I vividly remember the moment I finished reading the instructions on my first ever box of tampons. “I have to do what!?”
I was 13 years old. It was the morning of a school swimming carnival and I sat there in disbelief. I’d successfully executed the first few steps of the instructions (aka twisting off the plastic wrapping which let me tell you was confusing enough!) I now had this thing clasped in my hand and the rest of the instructions were incomprehensible.
I actually remember putting it back in that colourful box, closing the lid and going out of the change room perhaps a part of me hoping someone, anyone would know what was happening and come by and tell me it was all a joke. Needless to say, no one did, it wasn’t a joke and if I wanted to compete, I had to go back in there and trust those little words on that little piece of paper. So, bravely I did and in case you were wondering I won age champion.
It was not much more than a year later that I got sick with anorexia nervosa. A disease that entirely consumed my introductory years to womanhood and ensured my period was a very infrequent occurrence if ever which meant I never truly got a chance to develop a relationship with it.

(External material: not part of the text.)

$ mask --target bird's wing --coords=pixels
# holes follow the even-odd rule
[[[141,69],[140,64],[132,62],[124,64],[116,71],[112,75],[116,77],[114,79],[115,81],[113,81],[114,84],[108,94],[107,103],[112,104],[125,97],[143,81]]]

Perhaps it is for this reason that lately this phenomenon has fascinated me because for the first time in my life I know it’s here to stay and as much as I’d like to say I am happily celebrating the return of my regular, healthy period I’m not.
Some months I get stupidly painful cramps and when I am floating around on my surfboard or diving, I always wonder if I am at higher risk of being eaten by a shark but mostly the influences this cycle has over my mood felt really unfair. So, at 29 I decided it was probably time I learnt what was happening and how I could make peace with it.
As a dietitian I was naturally most interested in what I could eat to support my happiness and vitality though my period and to be upfront with you the majority of the information I found was not useful and I’d go so far as to say there was some downright wrong and harmful nutrition advice getting around (which I sincerely hope no one follows). It was this discovery which inspired to write this post for you.
I hope I’ve made it clear by now that I am by no means an expert on the entire topic of menstrual cycles given my strange journey with my own but where I do have a good grasp is nutrition and I’d truly like to share a little from my area of expertise with you. I want to put some legitimate but most of all useful information out there so it’s available to any woman wanting to learn real life ways you can eat which may support your happiness and vitality during your period whether it be your first time learning how to use a tampon or maybe drawing closer to one of your final.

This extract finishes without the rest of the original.